We did a semi-blind playtest on Monday. I was there to answer direct questions but otherwise intended to be silent. As happens we also lost a player at the last minute so I also participated in the game which was regrettable.
They taught themselves the game from the rules, pretty much just reading it aloud in somewhat backwards order. This took roughly an hour. I can easily teach the game in under 15 minutes, but I also know it well. I’m a little unsurprised at the length involved as none of the players were prepared; they simply sat down, picked up the rules and attempted to learn the game from scratch A repeated complaint was the large number of forward and backward references in the rules. I’m not sure what, if anything to do about that. More distressing was that they did not use the introduction section to gain an overview of the game and thus provide context for the rest of the rules to fit into. Conversely I was pleased that there were no questions left unanswered by the rules and that all questions they did have were answered by the rules as written and roughly about where they thought that data would be.

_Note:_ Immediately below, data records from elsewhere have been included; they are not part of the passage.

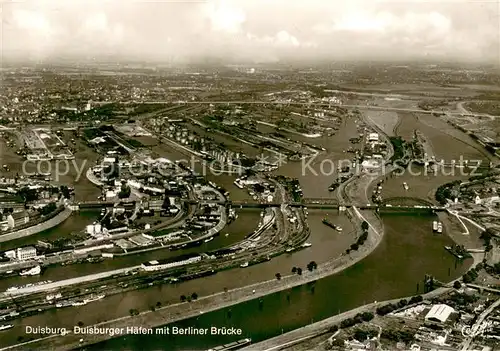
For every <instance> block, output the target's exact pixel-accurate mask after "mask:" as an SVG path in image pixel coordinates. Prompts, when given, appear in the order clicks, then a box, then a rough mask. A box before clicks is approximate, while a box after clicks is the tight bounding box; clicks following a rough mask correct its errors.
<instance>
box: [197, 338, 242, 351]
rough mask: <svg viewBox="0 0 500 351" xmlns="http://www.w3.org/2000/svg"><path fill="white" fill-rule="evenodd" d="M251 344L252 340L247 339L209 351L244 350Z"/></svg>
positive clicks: (217, 346)
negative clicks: (237, 349) (239, 349)
mask: <svg viewBox="0 0 500 351" xmlns="http://www.w3.org/2000/svg"><path fill="white" fill-rule="evenodd" d="M251 343H252V339H250V338H246V339H242V340H239V341H235V342H232V343H229V344H225V345H221V346H217V347H214V348H213V349H208V350H207V351H229V350H237V349H240V348H242V347H244V346H247V345H249V344H251Z"/></svg>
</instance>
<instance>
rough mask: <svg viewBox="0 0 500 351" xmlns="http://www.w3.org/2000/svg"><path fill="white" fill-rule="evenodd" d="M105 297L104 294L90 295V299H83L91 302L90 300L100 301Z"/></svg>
mask: <svg viewBox="0 0 500 351" xmlns="http://www.w3.org/2000/svg"><path fill="white" fill-rule="evenodd" d="M105 297H106V295H104V294H101V295H97V296H92V297H89V298H88V299H83V302H85V303H89V302H94V301H99V300H102V299H104V298H105Z"/></svg>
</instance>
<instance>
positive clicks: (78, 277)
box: [0, 266, 141, 299]
mask: <svg viewBox="0 0 500 351" xmlns="http://www.w3.org/2000/svg"><path fill="white" fill-rule="evenodd" d="M140 267H141V266H134V267H127V268H120V269H115V270H112V271H107V272H102V273H96V274H89V275H84V276H83V277H77V278H71V279H66V280H60V281H58V282H53V283H48V284H42V285H35V286H30V287H25V288H21V289H18V290H14V291H12V292H8V293H7V292H5V293H2V294H0V299H2V298H7V297H10V296H16V295H24V294H34V293H38V292H42V291H49V290H54V289H57V288H61V287H64V286H69V285H75V284H80V283H85V282H91V281H94V280H98V279H102V278H107V277H111V276H112V275H115V274H123V273H126V272H130V271H133V270H135V269H139V268H140Z"/></svg>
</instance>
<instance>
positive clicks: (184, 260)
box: [142, 254, 201, 271]
mask: <svg viewBox="0 0 500 351" xmlns="http://www.w3.org/2000/svg"><path fill="white" fill-rule="evenodd" d="M199 261H201V256H200V255H198V254H187V255H183V256H179V257H173V258H170V259H165V260H161V261H156V260H155V261H149V262H146V263H143V264H142V269H144V270H145V271H159V270H162V269H167V268H172V267H178V266H184V265H186V264H190V263H195V262H199Z"/></svg>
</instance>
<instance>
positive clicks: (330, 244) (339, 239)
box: [2, 116, 485, 350]
mask: <svg viewBox="0 0 500 351" xmlns="http://www.w3.org/2000/svg"><path fill="white" fill-rule="evenodd" d="M402 117H405V116H400V118H402ZM403 122H404V123H405V124H403ZM425 122H426V124H424V123H423V122H422V121H421V120H418V119H416V118H414V119H408V120H405V121H402V122H401V124H400V127H399V128H401V130H409V129H410V128H413V129H422V130H424V129H425V128H428V130H425V132H426V133H429V134H431V139H432V141H433V147H434V149H435V150H436V153H437V154H438V155H440V156H441V157H443V158H450V159H458V158H459V156H460V154H461V148H458V147H456V146H457V145H458V144H457V143H460V144H461V145H462V146H463V144H462V141H460V142H459V141H457V139H456V138H455V136H451V135H449V134H447V131H446V130H444V129H442V130H439V129H436V128H437V127H436V128H432V127H430V126H429V125H431V122H428V121H425ZM353 133H357V125H356V122H355V120H348V121H347V122H346V123H345V124H343V126H342V128H341V129H340V130H339V131H338V133H336V134H335V135H334V136H332V137H324V138H321V140H319V139H318V140H316V141H312V140H311V142H313V143H317V144H318V145H320V146H324V147H326V148H327V150H328V151H327V152H326V153H323V154H321V155H319V156H318V158H317V159H315V160H314V161H313V162H312V164H313V169H316V170H320V169H319V167H320V166H321V161H322V160H325V159H337V160H338V159H345V158H351V156H352V155H350V154H348V153H344V152H343V151H344V150H346V149H347V148H348V147H349V146H350V143H349V141H348V136H353V135H356V134H353ZM290 137H292V136H290ZM323 139H324V140H323ZM447 142H449V143H450V144H449V145H452V146H453V148H452V147H449V146H448V144H447ZM462 149H463V148H462ZM154 150H155V152H158V154H162V155H164V156H165V157H169V156H170V157H171V159H179V158H181V157H183V158H185V157H186V155H183V154H182V153H178V152H176V151H175V152H173V151H171V150H172V149H171V147H168V146H165V145H158V146H157V147H155V148H154ZM466 150H467V156H468V157H476V159H478V158H481V159H482V158H484V157H485V155H484V154H483V153H481V152H479V151H478V150H477V149H476V148H475V147H467V148H466ZM278 172H279V173H280V174H284V175H287V176H292V177H298V178H299V179H300V182H301V186H302V188H303V190H304V196H305V197H311V198H317V197H332V196H333V194H331V193H329V192H328V190H327V189H328V186H329V185H330V184H331V182H332V181H333V180H334V177H335V176H334V175H331V174H319V175H318V176H311V175H310V174H304V172H303V163H302V162H296V163H289V164H286V165H284V166H283V167H282V168H281V169H280V170H278ZM209 179H210V180H214V181H215V182H216V183H217V184H219V185H221V186H223V187H224V188H226V189H227V190H228V191H229V192H230V193H231V197H232V198H234V199H235V200H239V199H245V198H247V196H248V195H247V193H246V192H245V191H242V190H240V189H238V188H237V187H236V186H234V185H233V183H232V182H233V181H234V179H235V177H234V176H218V177H216V176H209ZM435 179H436V180H435V181H429V179H427V178H426V177H412V178H411V179H408V184H409V185H410V189H415V191H416V190H417V189H418V192H417V193H415V195H417V194H418V195H420V196H423V195H424V194H425V196H428V197H431V196H432V192H433V190H434V189H435V187H437V186H438V185H439V184H440V183H444V182H446V181H443V180H441V181H440V180H439V177H435ZM401 184H402V182H401V180H394V181H391V182H388V184H385V185H384V191H387V192H388V194H391V195H392V194H393V195H392V196H398V195H399V196H401V195H400V193H401V191H403V190H402V185H401ZM258 215H259V214H258V212H257V211H256V213H254V214H250V213H247V211H241V212H240V217H239V218H238V220H236V221H235V222H234V223H233V224H231V225H230V227H231V226H234V227H237V228H234V231H233V230H231V229H230V227H228V228H227V229H224V231H223V233H226V232H229V233H230V235H229V236H228V237H225V236H221V237H219V238H218V239H216V240H227V242H225V244H227V243H229V242H230V241H231V240H233V239H234V240H235V241H237V240H241V238H242V237H243V236H244V235H246V234H247V233H249V232H251V231H252V230H254V229H255V226H256V223H257V217H258ZM326 215H328V216H329V218H330V220H331V221H334V222H336V223H338V224H339V225H341V226H343V227H344V231H343V232H342V234H339V233H337V232H334V231H332V230H331V229H330V228H328V227H326V226H324V225H323V224H322V223H321V219H322V218H323V217H325V216H326ZM247 216H248V217H247ZM247 218H248V219H247ZM434 219H435V217H429V216H408V215H386V216H384V217H383V224H384V228H385V233H386V235H385V237H384V239H383V241H382V243H381V244H380V245H379V246H378V247H377V249H376V250H375V251H374V252H373V253H372V254H371V255H370V256H369V257H367V258H366V259H364V260H363V261H361V262H359V263H357V264H355V265H354V266H352V267H350V268H348V269H347V270H345V271H343V272H341V273H339V274H337V275H334V276H331V277H328V278H324V279H321V280H319V281H317V282H316V283H315V289H314V291H312V290H311V289H310V287H308V286H302V287H297V288H294V289H291V290H289V291H283V292H281V293H277V294H272V295H269V296H267V297H265V298H263V300H262V303H259V301H250V302H247V303H243V304H239V305H235V306H233V307H231V308H228V309H222V310H219V311H215V312H211V313H206V314H203V315H201V316H199V317H198V318H196V319H190V320H186V321H184V322H182V323H179V324H178V325H179V326H192V327H196V326H200V327H204V328H205V327H209V326H212V325H214V326H219V327H223V326H225V327H231V326H235V327H237V328H241V329H242V330H243V333H244V335H242V336H238V337H236V338H234V337H233V338H231V337H223V336H214V337H202V336H197V337H196V338H192V337H173V336H163V337H161V338H160V337H154V336H147V337H131V336H127V337H122V338H119V339H115V340H111V341H108V342H105V343H103V344H99V345H97V346H95V347H93V348H92V349H95V350H101V349H167V350H186V349H190V350H202V349H206V348H208V347H210V346H213V345H218V344H224V343H227V342H230V341H233V340H235V339H241V338H243V337H245V336H248V337H251V338H252V339H253V341H258V340H262V339H265V338H269V337H272V336H274V335H277V334H280V333H282V332H286V331H289V330H292V329H295V328H298V327H301V326H303V325H305V324H308V323H310V322H311V321H317V320H320V319H323V318H327V317H329V316H332V315H335V314H337V313H341V312H343V311H346V310H349V309H351V308H354V307H357V306H359V305H362V304H364V303H368V302H373V301H375V300H378V301H380V300H386V299H392V298H396V297H399V296H407V295H412V294H417V293H422V292H423V291H422V288H423V279H424V276H425V274H432V275H433V276H435V277H436V278H437V279H439V280H442V281H449V280H452V279H454V278H456V277H459V276H460V275H462V274H463V273H464V272H465V271H466V270H467V269H468V267H469V266H470V264H471V262H470V260H468V261H465V262H463V263H457V262H456V261H455V259H454V258H453V257H452V256H451V255H450V254H448V253H447V252H446V251H445V250H444V248H443V247H444V246H445V245H450V244H451V243H452V241H451V239H450V238H449V237H448V236H436V235H434V234H433V233H432V232H431V230H430V223H431V222H432V220H434ZM308 221H309V225H310V227H311V238H310V240H308V241H310V242H311V243H312V247H310V248H308V249H305V250H302V251H299V252H296V253H293V254H291V255H283V256H280V257H277V258H275V259H273V260H271V261H269V262H265V263H262V264H259V265H256V266H252V267H248V268H245V269H234V270H229V271H224V272H220V273H218V274H216V275H214V276H210V277H207V278H204V279H201V280H193V281H188V282H184V283H182V284H178V285H162V286H156V287H152V288H149V289H144V290H140V291H133V292H127V293H124V294H121V295H114V296H110V297H107V298H106V299H104V300H102V301H98V302H95V303H91V304H89V305H86V306H82V307H73V308H69V309H61V310H51V311H47V312H45V313H43V314H40V315H36V316H32V317H27V318H24V319H22V320H20V321H19V322H18V321H16V323H15V328H14V329H12V330H11V331H10V332H9V333H8V334H5V339H4V338H3V340H4V341H2V342H3V343H4V344H5V345H9V344H13V343H16V342H18V337H19V336H23V337H26V335H25V334H24V332H23V330H24V326H27V325H31V326H38V325H41V326H42V325H43V326H54V327H55V326H58V327H62V326H65V327H70V328H72V327H73V326H74V325H76V324H77V323H78V322H80V321H81V322H83V323H84V324H85V325H92V324H94V323H98V322H102V321H105V320H109V319H113V318H116V317H121V316H126V315H128V314H129V310H130V309H138V310H147V309H149V308H150V306H152V305H155V304H156V303H157V302H161V303H162V305H164V306H165V305H167V304H172V303H177V302H178V301H179V297H180V296H181V295H190V294H191V293H193V292H196V293H197V294H198V295H199V296H207V295H210V294H212V293H217V292H221V291H223V290H224V288H227V289H232V288H237V287H240V286H243V285H247V284H251V283H255V282H259V281H263V280H269V279H274V276H275V274H276V273H277V272H280V273H281V274H288V273H289V272H290V270H291V268H292V267H293V266H297V267H304V268H305V265H307V263H308V262H310V261H311V260H315V261H316V262H317V263H321V262H324V261H327V260H328V259H331V258H333V257H337V256H338V255H339V254H340V253H342V252H344V251H345V249H346V248H347V247H348V246H349V245H350V244H351V243H352V241H354V240H353V239H354V238H353V237H352V238H351V237H350V233H351V232H352V230H353V229H354V228H352V226H351V225H350V223H349V221H348V219H347V217H345V216H344V215H342V214H339V213H338V212H336V211H332V212H322V211H310V214H309V218H308ZM240 226H241V227H240ZM236 239H237V240H236ZM216 240H214V241H212V242H211V243H209V245H213V246H214V248H215V247H218V246H220V244H222V242H217V241H216ZM209 248H210V247H208V245H207V249H209ZM202 249H203V247H202ZM164 255H165V256H164ZM168 255H170V252H167V251H156V252H153V253H148V254H144V255H143V256H138V258H134V257H130V258H118V259H116V263H115V260H112V261H109V262H108V261H106V263H105V265H103V266H104V267H105V268H103V270H104V269H110V267H113V268H115V267H118V266H121V265H125V263H123V262H126V264H127V265H128V264H130V265H133V264H138V263H141V262H144V261H145V260H148V259H153V258H163V257H167V256H168ZM135 262H137V263H135ZM106 265H108V266H106ZM99 266H100V265H91V264H88V265H73V266H67V267H57V268H54V272H53V273H50V269H49V270H47V272H46V274H47V277H46V276H45V274H44V276H42V277H41V278H40V279H42V280H46V279H50V278H48V276H53V277H54V278H55V279H52V280H56V279H62V278H63V277H70V276H75V275H84V274H91V273H94V272H97V271H100V270H101V268H98V267H99ZM49 274H53V275H49ZM56 277H57V278H56ZM16 279H19V278H16ZM17 281H18V280H16V282H17ZM10 284H14V281H11V282H10ZM417 286H418V288H419V289H418V290H417ZM76 309H78V311H77V313H75V311H76ZM2 336H3V335H2Z"/></svg>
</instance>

The game also developed unusually. All initially claimed routes were adjacent in the initial exploration with many shared islands. Kahuna and a gift were purchased on the first turn of the game (first time ever for that). The game ended explosively with all players earning more than 30 prestige points in the last round. Final prestige scores ranged from ~56-75, which is a little ridiculous.
A few of the more specific complaints:
- Calling exploration costs bids, while accurate, was confusing. They understood the costs as a bid towards turn order but felt that calling it a bid suggested an auction for the route explored. I’ve changed that language.
- They missed the entire Game Start section (setting initial turn order and initial route explores). They suggested I either fold that into Setup or provide a link to Game Start (the immediately next section from the Setup section.
- They missed the ability to trade VPs for resources ability. The text was there but they skipped over it for some reason. As a result they were confused over how anyone accumulated shells during the game. When I pointed this out the paragraph they’d missed there were no surprises as to where the text was or confusions over its contents.
- Requests for simpler language in the (long) Delivery section. Done.
- They noticed that the rules did not specify that delivery resources were taken from supply. Fixed.
- Wayfinder was called out as a clearly visible antecedent design. They’re right. Added.
- Kahuna were considered confusing and likely unnecessary.
- Reciprocal giving caused an overly exponentially explosive end-game. This was considered a big problem. I agree. Reverted.
- Playtime was over 3 hours. That’s far longer than any other recent playtest. I’m not clear on why.
On the reaction level the summary roughly summates to:
- Very unclear what to do, what to head for, what to attempt from reading the rules
- Mechanically simple, surprisingly mechanically simple
- Too long
- A (ver)y good game that still needs rough edges knocked off
Changelog for the new rules:
- Bids are now costs
- Corrected later/lowest language for turn order
- One prestige for 3rd explore
- Simplified delivery language
- Specified that delivery payments are from the supply
- Removed market colour game ending.
- One prestige for an additional proa
- Kahuna moved at cost on delivery
- Added credit for Wayfinder
- Moved Prestige multiplier boundaries
- Reciprocal giving is gone (it was exponential in the end-game). Old-style gift/points are back.
I also reduced the prestige costs for extra explores and proas so as to make those choices more viable and interesting.